Marla Ahlgrimm also explains that advocates of a raw food diet believe that the cooking process creates toxins that are harmful to the body. There is no real scientific evidence to support this theory. This does not mean that it’s unhealthy, however, and there may be some benefits for some people to begin a plant-based, raw diet. 
The Pros 
Marla Ahlgrimm says that plant-based foods are typically higher in fiber. They can help people stay fuller for longer, which may cut down on their intake of calories. Fewer calories can mean reduced weight, which is important for people who are considered obese.
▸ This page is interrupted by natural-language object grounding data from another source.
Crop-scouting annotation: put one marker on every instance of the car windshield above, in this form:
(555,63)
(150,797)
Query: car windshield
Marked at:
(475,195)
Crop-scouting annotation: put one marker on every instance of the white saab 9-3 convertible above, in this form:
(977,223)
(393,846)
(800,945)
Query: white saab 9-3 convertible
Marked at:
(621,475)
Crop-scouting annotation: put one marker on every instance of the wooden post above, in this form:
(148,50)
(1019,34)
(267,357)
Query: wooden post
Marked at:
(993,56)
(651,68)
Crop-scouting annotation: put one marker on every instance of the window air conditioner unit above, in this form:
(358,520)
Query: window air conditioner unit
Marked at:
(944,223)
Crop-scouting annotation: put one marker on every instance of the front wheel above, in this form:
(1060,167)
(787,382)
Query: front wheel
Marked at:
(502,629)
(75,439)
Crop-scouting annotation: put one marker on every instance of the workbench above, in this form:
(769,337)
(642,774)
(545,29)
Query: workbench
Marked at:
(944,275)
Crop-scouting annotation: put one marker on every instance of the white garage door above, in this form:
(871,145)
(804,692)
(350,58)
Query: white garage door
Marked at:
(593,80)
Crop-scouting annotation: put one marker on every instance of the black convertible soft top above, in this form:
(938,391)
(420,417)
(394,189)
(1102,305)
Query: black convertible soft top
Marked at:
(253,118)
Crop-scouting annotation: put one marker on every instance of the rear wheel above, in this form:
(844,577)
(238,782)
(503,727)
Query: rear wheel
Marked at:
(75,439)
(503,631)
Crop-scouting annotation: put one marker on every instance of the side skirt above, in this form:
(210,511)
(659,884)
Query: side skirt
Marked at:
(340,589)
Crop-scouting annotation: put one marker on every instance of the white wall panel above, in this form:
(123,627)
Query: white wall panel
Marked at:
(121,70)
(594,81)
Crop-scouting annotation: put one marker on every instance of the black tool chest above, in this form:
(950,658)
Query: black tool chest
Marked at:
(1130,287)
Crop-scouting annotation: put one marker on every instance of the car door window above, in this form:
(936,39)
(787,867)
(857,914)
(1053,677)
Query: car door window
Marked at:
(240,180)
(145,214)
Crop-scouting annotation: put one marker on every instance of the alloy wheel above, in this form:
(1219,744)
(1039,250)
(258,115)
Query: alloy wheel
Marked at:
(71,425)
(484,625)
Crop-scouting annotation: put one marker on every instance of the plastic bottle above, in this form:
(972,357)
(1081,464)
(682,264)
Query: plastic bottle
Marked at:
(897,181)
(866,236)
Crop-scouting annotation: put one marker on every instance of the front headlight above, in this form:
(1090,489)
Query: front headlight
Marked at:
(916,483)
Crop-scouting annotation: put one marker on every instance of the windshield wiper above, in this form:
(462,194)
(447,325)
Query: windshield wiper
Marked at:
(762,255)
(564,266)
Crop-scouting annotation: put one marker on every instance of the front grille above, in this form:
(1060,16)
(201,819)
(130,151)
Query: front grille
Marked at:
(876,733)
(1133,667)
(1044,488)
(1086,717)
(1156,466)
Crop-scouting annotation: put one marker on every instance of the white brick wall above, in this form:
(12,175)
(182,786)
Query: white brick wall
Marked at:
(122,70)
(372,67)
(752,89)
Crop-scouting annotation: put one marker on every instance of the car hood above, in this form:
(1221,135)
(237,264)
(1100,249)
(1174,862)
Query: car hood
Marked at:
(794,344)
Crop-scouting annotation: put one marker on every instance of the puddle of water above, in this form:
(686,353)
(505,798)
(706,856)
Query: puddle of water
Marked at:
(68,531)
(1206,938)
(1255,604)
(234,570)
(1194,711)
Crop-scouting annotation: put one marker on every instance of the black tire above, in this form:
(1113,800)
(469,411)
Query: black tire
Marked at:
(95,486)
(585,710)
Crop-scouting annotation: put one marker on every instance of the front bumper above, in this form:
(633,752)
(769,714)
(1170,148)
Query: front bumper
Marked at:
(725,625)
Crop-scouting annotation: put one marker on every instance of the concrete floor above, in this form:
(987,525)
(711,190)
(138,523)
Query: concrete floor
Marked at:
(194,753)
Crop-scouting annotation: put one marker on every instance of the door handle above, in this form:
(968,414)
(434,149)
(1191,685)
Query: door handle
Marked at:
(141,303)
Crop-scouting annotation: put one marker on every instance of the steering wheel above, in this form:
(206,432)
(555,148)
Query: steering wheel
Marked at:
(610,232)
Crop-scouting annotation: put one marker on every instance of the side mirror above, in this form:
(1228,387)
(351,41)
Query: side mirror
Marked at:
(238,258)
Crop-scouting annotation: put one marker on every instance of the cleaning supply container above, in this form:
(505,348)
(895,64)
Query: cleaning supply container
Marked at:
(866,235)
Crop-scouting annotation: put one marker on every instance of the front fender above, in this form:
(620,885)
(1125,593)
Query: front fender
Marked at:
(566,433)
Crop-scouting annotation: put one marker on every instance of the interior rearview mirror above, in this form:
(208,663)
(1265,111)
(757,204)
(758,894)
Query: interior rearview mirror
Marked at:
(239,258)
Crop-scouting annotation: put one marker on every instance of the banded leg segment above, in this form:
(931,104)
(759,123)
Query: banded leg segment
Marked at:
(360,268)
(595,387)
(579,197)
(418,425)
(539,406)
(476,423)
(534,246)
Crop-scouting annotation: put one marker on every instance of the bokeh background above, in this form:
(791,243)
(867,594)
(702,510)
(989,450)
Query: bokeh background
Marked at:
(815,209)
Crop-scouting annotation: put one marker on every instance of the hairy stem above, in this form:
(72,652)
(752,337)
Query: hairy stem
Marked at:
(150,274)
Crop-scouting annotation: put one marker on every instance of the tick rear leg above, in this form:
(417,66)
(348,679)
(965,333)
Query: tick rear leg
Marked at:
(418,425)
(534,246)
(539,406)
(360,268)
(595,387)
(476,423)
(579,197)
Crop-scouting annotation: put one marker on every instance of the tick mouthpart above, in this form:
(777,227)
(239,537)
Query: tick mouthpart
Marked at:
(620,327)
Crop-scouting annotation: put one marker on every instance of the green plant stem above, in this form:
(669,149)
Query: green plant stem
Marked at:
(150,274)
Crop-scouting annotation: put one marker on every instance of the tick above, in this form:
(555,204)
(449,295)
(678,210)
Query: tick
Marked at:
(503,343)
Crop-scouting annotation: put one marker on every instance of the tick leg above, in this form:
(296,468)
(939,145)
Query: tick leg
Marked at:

Further, eating a whole foods diet can also lower some people’s risk of diabetes, cardiovascular disease, and other chronic issues. 
The Drawbacks 
Although there are plenty of benefits (after all, who doesn’t want to skip the stove at night?) Eating raw foods does have some risks. It’s a highly restrictive diet, and it doesn’t always include the right balance of protein, calcium, B vitamins, and iron the body needs to thrive, says Marla Ahlgrimm. Further, animal products should always be cooked to an internal temperature of between 145° and 165°. Marla Ahlgrimm says that this is per the FDA and is the only way to sidestep certain foodborne illnesses. 
Finding Balance 
Marla Ahlgrimm says that people looking to take control of their health can incorporate some aspects of a raw food diet without compromising their overall health. She recommends replacing things such as macaroni and cheese with side salads or raw veggies. Those looking to eat fewer calories and leaner proteins might choose chicken or turkey over beef. There are also certain cuisines, such as Thai food, that incorporate raw items into cooked meals – chicken pad Thai is cooked chicken, vegetables, and noodles mixed with peanuts and raw bean sprouts. 
Ultimately, Marla Ahlgrimm says that people should eat according to what’s best for their unique health needs. While everyone should watch their sugar and trans fat intake, no two people should feel boxed into eating the same things each day. It’s all about common sense. Her best advice as a retired pharmacist and women’s health entrepreneur: shop the perimeter of the grocery store. This is where you will find fresher foods that are less likely to break your calorie bank. 
Eating a raw food diet may be right for some people. However, it’s not an ideal solution for everyone. Marla Ahlgrimm recommends that everyone considering any type of sudden dietary change consult with their primary health care physician to ensure their plan works with their overall health.